D’une part, on trouve des travailleurs aux profils qualifiés, aux compétences reconnues, qui vivent bien de leur activité, certaines très lucratives et d’autre part, des indépendants qui travaillent pour un ou des donneurs d’ordre dont ils sont économiquement dépendants. Notre époque est caractérisée par la montée des nouvelles formes de travail indépendant sous l’effet du développement de l’économie numérique et des plateformes de rencontre entre offreurs et demandeurs de biens et services. Pour certains, il s’agit de la seule alternative au chômage ou la seule possibilité d’avoir des compléments de ressources.

Pour les auteurs, cette période de changements économiques et culturels profonds, tant pour les entreprises que pour les travailleurs, se vit d’autant plus dans la douleur qu’il n’y a pas de réflexion globale sur les attentes et les besoins de chacun.

Proposition d’une grille d’analyse des situations de travail

Les auteurs proposent 11 critères d’analyse des situations de travail regroupées autour d’un triptyque : liberté, sécurité et dignité. Ils suivent en cela les thèses d’Alain Supiot et, adaptant son idée, ils permettent de réinterroger les attentes et les besoins des travailleurs et des employeurs.

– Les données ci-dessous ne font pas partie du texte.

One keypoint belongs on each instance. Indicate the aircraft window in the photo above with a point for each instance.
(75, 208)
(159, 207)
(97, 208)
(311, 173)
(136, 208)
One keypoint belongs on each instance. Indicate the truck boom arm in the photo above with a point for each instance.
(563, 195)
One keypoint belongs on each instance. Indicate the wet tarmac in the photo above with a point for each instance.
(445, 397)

  • La liberté est caractérisée par l’absence de subordination (à un chef qui donne des ordres), l’indépendance économique (par rapport à un seul employeur ou client) et l’autonomie opératoire (liberté de la manière de réaliser la prestation demandée).On voit donc que, malgré leur indépendance formelle, un chauffeur de VTC ou un livreur cycliste sont assez peu libres, sauf – un peu – du choix de leurs horaires de travail.
  • La sécurité peut s’apprécier au niveau de la garantie d’un revenu stable, de l’assurance contre le chômage, de la couverture du risque de maladie (frais médicaux et revenu de substitution), de la garantie d’une retraite et de l’accès au logement.
  • La dignité consiste en la capacité de développer son potentiel et de se former, la participation à un collectif créateur de lien social et le fait d’être au service d’une mission porteuse de sens.

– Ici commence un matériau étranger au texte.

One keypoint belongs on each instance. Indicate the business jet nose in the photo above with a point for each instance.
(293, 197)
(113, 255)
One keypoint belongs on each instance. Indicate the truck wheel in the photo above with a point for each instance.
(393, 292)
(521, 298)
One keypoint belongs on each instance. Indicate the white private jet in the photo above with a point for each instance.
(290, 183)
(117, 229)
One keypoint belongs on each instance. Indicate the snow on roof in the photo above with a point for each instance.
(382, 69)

Face à la situation actuelle, les auteurs nous invitent à réinterroger les attentes et besoins des travailleurs et des employeurs autour de ce triptyque. Ils proposent des pistes de réformes ainsi que des dispositifs qui pourraient être adaptés aux besoins et attentes des travailleurs. C’est ainsi que l’Italie, l’Espagne et l’Allemagne ont par exemple créé un statut intermédiaire entre le salariat et le travail indépendant, venant renforcer le niveau de protections sociales et individuelles. Toutefois, ce nouveau statut est une hypothèse largement rejetée dans les différents travaux réalisés en France notamment dans un avis récent du Conseil Economique, Social et Environnemental.

L’ambition de construire des rapports de travail équilibrés

Pour avancer vers des rapports de travail plus équilibrés, les auteurs privilégient des approches à la fois horizontales et verticales.

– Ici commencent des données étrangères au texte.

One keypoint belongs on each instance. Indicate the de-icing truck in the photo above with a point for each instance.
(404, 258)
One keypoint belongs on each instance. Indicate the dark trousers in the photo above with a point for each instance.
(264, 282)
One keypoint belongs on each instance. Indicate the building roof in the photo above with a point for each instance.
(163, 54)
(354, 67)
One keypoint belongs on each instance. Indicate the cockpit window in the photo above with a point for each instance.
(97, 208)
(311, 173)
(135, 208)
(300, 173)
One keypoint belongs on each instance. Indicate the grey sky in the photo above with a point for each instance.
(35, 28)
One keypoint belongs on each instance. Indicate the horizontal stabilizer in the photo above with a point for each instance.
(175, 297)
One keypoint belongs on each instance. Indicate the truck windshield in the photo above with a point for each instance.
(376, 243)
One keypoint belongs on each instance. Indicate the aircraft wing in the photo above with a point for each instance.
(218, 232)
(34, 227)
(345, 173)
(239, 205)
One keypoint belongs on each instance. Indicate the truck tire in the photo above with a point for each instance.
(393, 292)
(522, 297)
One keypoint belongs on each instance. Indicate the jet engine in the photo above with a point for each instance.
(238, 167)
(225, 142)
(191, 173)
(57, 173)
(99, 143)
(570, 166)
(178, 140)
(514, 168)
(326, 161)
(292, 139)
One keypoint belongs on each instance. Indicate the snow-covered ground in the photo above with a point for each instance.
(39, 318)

  • Horizontales, par exemple, en améliorant les statuts existants sur certains critères comme la création de coopératives d’activité et d’emploi qui procurent une assurance contre le chômage, la maladie et la vieillesse.
  • Verticales, en rendant la satisfaction d’un critère indépendante du statut du travailleur. Il s’agit de créer des droits universels comme la couverture maladie universelle. C’est aussi ce que cherche à mettre en place le gouvernement avec une protection universelle contre le chômage.

 En conclusion, pour les auteurs, à trop considérer le travail par le seul prisme de l’emploi, on le réduit à une marchandise et l’on se retrouve dans une impasse. Il est temps de repenser profondément les rapports au travail. On retrouve là l’idée force de travaux récents comme la grande enquête sur le travail réalisée par la CFDT et rendue publique en mars 2017.